67 is not a cool number. It looks like being the
watercooler topic of 2009. At what age do you plan to retire? Ask your work
colleagues this question and very few of them are likely to express a desire to
work until the age of 60, let alone 67 – which is the eligibility age for the
pension that the Federal Government proposes to introduce in stages from 2017
to 2023. Calls to lift the superannuation preservation age from the present
55-60 age threshold to 67 are equally unpopular.

Indeed a recent Age/Nielsen
poll suggests only 40 per cent of workers support a lift in age pension
eligibility and 56 per cent are opposed to it. Speaking at AIST’s post-budget analysis
breakfast in Sydney last month, the Minister for
Superannuation and Corporate Law, Nick Sherry, said Australia’s rapidly ageing
population, coupled with the dramatic increase in average life expectancy,
meant the Government had little choice but to increase the pension eligibility
age.

During question time, Sherry noted that the life expectancy of his nine
year old daughter was over 90 years; that she would probably live until the
next century; and could be expected to enjoy a very long retirement. While
recognising the need to ensure that our age pension system is economically
sustainable over the longterm and doesn’t become an onerous cost burden on
younger generations, AIST remains concerned that raising the retirement age to
67 will impose an unfair burden on many manual workers who find it both
physically challenging to retain work and also difficult to find work past a
certain age.

We believe there are better ways to look at retirement provision –
by encouraging self-provision for those who can afford it and by providing
incentives to delay taking the age pension for those who can work past
retirement age. We are also concerned that lifting the preservation age (one of
several key recommendations in the interim report of the Henry Review released
on Budget night) will see a drift away from superannuation savings.
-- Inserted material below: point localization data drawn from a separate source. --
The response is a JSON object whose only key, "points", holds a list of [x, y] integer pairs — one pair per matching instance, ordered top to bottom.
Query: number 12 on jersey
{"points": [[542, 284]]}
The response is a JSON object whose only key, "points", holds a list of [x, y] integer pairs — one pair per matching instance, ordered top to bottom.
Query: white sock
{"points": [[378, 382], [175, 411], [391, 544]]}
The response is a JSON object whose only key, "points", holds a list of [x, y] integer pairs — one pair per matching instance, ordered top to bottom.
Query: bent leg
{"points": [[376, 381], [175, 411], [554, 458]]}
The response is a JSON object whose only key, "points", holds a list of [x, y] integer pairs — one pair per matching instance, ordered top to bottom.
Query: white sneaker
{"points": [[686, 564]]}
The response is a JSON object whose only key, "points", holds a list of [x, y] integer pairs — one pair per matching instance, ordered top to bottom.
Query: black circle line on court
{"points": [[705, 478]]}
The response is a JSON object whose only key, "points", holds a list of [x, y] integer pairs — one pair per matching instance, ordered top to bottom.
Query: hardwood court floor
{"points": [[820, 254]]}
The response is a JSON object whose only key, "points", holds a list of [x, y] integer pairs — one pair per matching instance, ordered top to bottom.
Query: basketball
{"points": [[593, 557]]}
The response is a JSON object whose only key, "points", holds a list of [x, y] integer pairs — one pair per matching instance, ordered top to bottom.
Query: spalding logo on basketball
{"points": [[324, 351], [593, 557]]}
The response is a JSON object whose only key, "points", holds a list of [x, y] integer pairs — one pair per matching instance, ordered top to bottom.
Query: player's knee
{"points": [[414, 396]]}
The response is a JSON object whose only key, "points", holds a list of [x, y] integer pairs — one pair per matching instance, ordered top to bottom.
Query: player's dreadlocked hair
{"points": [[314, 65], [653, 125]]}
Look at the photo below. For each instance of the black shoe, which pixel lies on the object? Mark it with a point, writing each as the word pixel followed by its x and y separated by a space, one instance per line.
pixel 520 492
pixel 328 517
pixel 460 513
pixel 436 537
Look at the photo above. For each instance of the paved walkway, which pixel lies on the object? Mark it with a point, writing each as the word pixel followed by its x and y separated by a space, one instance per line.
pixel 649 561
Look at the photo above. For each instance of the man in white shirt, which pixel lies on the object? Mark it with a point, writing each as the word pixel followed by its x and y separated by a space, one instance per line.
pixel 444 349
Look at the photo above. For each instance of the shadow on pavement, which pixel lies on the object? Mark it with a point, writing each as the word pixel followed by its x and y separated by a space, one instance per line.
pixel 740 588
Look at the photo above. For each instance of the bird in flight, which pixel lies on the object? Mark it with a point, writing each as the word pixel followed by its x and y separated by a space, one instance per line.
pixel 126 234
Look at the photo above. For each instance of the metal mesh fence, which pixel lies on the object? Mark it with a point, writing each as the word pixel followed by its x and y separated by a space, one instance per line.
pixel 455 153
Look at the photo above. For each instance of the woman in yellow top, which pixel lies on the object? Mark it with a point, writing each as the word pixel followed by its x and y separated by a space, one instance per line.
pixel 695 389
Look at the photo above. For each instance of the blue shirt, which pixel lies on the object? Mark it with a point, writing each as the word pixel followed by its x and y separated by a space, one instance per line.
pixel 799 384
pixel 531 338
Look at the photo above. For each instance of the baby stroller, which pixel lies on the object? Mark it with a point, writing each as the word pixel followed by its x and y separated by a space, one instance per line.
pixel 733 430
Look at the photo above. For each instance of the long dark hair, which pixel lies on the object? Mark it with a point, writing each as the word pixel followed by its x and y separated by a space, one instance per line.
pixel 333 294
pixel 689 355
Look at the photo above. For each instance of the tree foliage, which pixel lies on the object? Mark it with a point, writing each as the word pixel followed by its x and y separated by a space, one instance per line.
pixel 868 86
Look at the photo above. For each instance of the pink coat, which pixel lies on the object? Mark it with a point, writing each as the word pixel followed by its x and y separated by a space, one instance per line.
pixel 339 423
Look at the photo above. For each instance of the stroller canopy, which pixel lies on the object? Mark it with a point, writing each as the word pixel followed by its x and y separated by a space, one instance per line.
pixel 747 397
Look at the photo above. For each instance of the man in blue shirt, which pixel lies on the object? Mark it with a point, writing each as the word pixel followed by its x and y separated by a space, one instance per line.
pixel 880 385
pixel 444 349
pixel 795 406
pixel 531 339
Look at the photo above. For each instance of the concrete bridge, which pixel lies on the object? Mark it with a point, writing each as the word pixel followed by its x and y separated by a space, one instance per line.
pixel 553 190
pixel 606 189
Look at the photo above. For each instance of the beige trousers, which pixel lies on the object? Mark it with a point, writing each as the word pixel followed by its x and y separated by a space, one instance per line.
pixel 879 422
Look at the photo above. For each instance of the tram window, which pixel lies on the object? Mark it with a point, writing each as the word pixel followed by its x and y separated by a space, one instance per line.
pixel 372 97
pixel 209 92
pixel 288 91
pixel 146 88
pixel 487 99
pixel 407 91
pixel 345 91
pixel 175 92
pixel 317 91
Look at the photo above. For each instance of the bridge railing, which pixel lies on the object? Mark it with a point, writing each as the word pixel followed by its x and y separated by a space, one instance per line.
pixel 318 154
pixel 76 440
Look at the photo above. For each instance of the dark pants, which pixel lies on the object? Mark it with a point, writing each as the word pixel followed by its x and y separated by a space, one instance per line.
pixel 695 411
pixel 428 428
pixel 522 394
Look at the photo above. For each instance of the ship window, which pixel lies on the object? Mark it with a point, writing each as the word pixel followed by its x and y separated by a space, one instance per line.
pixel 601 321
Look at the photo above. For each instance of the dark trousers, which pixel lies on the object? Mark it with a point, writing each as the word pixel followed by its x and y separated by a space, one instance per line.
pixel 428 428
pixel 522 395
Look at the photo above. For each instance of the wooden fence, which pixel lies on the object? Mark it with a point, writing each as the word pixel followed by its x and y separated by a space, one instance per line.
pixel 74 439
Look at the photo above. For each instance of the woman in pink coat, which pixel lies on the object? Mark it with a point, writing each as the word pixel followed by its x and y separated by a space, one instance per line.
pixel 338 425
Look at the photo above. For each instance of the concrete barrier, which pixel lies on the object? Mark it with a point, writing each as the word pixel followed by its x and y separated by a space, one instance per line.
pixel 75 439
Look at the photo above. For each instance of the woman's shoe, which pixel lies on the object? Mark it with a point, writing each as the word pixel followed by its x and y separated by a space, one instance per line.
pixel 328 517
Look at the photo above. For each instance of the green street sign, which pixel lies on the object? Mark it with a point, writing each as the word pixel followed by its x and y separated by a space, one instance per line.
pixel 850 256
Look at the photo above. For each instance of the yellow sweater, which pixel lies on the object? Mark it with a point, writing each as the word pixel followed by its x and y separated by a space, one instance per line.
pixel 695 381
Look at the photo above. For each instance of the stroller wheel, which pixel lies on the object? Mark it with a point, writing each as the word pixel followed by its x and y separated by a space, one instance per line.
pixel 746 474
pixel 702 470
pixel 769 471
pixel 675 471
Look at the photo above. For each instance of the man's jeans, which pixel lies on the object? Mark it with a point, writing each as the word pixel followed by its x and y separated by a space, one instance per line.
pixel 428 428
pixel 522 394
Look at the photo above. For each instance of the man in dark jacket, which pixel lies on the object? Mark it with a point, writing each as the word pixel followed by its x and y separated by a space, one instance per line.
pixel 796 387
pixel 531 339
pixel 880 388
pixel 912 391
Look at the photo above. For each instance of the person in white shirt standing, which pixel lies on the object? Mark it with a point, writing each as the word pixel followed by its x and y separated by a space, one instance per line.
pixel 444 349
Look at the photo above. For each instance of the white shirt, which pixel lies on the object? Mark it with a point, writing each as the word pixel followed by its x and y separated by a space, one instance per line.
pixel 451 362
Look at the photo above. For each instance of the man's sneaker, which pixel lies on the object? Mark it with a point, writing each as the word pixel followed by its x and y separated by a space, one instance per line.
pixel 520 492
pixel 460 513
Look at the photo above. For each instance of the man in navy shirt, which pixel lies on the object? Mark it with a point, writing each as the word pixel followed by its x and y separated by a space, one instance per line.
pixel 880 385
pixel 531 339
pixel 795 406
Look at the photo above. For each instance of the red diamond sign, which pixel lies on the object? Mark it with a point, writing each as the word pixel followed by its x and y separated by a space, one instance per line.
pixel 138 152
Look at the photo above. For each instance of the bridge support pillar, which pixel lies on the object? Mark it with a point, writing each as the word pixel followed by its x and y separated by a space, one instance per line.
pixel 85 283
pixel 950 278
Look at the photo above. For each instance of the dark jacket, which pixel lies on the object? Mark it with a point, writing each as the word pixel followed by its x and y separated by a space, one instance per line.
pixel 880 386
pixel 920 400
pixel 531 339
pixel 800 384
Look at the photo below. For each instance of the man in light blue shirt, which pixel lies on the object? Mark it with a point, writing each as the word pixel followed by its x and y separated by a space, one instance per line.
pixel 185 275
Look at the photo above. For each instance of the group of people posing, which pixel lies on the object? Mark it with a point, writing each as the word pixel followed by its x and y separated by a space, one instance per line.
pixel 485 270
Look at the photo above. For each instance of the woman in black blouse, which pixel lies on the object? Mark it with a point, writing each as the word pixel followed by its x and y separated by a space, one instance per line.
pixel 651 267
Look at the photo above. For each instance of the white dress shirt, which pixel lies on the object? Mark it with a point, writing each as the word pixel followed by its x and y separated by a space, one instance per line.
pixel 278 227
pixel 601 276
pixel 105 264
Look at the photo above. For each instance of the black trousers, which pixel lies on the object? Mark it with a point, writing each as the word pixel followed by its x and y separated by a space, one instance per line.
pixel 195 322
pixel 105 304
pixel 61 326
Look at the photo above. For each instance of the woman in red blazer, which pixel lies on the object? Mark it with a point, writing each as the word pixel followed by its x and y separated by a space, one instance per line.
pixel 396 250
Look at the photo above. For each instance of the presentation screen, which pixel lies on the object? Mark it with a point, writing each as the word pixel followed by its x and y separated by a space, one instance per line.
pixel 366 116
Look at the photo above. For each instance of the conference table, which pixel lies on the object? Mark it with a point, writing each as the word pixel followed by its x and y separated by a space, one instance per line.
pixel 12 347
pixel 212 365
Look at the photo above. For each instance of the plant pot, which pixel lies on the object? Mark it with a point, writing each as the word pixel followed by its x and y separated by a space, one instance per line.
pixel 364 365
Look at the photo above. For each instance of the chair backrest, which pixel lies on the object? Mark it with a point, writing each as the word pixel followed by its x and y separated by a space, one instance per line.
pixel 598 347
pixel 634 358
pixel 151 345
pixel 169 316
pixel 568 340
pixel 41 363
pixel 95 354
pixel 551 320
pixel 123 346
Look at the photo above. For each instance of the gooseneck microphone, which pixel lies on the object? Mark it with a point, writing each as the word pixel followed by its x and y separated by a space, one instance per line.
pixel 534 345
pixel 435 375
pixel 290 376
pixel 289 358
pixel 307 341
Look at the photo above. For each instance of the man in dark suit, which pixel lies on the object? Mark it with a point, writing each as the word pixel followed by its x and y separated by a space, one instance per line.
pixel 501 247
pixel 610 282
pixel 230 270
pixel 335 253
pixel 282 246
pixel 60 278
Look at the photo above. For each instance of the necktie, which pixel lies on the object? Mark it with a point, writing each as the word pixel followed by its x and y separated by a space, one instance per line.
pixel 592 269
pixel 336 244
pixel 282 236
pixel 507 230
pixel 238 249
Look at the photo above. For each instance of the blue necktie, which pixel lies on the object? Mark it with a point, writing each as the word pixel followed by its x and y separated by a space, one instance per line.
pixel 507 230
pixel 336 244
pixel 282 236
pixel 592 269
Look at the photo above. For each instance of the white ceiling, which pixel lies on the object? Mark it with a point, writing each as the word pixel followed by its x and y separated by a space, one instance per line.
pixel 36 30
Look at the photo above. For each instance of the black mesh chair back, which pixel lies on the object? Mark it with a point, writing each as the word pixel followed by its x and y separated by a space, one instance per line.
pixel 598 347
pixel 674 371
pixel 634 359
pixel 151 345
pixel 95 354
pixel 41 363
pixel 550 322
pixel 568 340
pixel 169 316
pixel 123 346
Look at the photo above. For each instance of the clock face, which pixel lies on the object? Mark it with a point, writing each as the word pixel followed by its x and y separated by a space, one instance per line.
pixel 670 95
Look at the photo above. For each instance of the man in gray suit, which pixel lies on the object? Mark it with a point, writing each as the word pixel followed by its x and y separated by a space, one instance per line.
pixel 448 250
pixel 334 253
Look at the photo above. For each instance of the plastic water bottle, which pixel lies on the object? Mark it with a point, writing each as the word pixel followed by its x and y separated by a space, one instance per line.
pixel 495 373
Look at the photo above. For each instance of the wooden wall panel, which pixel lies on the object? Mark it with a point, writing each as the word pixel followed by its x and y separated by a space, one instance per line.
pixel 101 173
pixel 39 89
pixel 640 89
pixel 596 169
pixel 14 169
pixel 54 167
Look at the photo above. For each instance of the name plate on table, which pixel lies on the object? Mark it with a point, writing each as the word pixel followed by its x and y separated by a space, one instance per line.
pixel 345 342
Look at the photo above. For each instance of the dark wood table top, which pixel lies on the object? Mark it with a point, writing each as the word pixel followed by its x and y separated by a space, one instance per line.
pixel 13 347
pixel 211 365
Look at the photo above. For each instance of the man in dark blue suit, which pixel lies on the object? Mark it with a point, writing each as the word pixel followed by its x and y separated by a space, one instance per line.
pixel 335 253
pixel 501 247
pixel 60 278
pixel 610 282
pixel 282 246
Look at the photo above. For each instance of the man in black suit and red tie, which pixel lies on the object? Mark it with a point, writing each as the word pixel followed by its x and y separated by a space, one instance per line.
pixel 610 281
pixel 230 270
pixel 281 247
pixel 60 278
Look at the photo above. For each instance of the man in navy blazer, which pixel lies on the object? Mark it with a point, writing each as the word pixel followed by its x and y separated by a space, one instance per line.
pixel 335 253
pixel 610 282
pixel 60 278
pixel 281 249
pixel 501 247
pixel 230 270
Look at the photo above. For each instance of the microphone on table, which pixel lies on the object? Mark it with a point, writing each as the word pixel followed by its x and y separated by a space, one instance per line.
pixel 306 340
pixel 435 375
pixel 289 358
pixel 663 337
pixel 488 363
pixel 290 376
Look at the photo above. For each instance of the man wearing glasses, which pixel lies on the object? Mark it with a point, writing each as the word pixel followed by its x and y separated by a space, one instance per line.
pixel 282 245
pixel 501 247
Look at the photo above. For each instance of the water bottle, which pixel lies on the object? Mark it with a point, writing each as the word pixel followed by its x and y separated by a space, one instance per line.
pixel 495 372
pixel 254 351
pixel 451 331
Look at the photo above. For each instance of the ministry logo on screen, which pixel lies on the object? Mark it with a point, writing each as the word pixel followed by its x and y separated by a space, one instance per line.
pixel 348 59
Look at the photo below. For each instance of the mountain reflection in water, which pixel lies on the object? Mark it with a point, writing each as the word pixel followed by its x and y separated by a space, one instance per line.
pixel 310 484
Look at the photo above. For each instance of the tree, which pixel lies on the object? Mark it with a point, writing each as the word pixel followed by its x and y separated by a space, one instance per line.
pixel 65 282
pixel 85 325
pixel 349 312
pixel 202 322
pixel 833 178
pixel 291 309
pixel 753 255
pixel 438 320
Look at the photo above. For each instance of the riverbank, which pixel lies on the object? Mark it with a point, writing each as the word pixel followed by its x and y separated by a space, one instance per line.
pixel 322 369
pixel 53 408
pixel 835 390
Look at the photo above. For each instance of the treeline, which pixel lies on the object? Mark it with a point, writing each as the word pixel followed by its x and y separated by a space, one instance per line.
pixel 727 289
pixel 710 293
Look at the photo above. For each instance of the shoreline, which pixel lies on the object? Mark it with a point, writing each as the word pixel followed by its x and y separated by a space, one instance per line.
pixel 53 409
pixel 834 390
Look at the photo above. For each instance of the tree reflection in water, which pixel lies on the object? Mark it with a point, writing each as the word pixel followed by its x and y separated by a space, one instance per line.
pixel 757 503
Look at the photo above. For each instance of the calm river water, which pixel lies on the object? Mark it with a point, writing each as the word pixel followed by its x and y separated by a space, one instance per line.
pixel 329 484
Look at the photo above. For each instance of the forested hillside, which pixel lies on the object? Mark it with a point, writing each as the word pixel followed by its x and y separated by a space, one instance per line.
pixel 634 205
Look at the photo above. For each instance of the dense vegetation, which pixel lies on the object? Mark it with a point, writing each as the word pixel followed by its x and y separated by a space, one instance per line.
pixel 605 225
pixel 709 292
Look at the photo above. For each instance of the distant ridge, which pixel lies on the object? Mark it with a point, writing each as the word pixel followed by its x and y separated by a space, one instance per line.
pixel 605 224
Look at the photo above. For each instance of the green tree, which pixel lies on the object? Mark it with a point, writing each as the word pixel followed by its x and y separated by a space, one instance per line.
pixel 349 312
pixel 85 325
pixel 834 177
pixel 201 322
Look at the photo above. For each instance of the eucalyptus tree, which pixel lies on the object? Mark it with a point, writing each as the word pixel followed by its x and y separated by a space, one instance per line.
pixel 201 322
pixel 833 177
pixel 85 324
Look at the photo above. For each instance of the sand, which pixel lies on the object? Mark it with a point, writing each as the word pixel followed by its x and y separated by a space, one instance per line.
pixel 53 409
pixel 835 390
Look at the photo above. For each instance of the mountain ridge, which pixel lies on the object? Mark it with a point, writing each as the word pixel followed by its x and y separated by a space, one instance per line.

AIST
believes that that the superannuation preservation age should remain
significantly lower than the pension qualifying age to allow flexibility for
those who retire earlier to access their retirement savings.

We know that
generation X and Y already place a high value on a healthy work/life balance.
It’s likely that many in this age group – as well as older workers – will be
reluctant to contribute extra money into super if they have to wait until age
67 to access their money – and let’s not forget (because they certainly won’t)
that super is their money. This could have serious consequences, not just for
people’s retirement income balances, but for the economy as a whole and our
national savings pool.

At the very least, voluntary super savings should not be
preserved to age 67. There were other recommendations and changes announced on
Budget night that are of a concern to AIST. While supportive of the
Government’s move to address some of the inequities in the current
superannuation system, we believe that the new rules on concessional tax limits
could hamper plans for last-minute and much-needed super top-ups among the over
50s. AIST recognises that the existing concessional caps favoured high income earners
and supports the reduction for younger workers who are many years away from
retirement.

However we would like to see the Government either extend the
transition period past 2012 for those over aged 50 or allow this age group a
higher cap, even if not quite as generous as before. And while the interim
Henry Review report has some good recommendations around retirement issues – notably
one single means test, thoughts on better longevity products and integrating health
and ageing – we remain concerned about recommendations for: no increase in the
superannuation guarantee from the current 9 percent; no inclusion of the
self-employed in compulsory super; no removal of the $450 monthly income
threshold and a review to consider further increases in pension eligibility age
– ie beyond age 67 – in 2020.

AIST believes that the Henry Review – which is
set to deliver its final report in December – is a golden opportunity to help
deliver a retirement income system that integrates all aspects of retirement;
is fair and equitable; and sets us on a path that will provide Australians with
confidence and certainty when planning for their retirement years. But we also
need to be mindful that – in this current climate of economic uncertainty and a
fall in voluntary super savings – the danger exists that Australians will turn
away from super if it starts to sound too hard, less attractive and undergoes
too many changes as successive Governments come and go.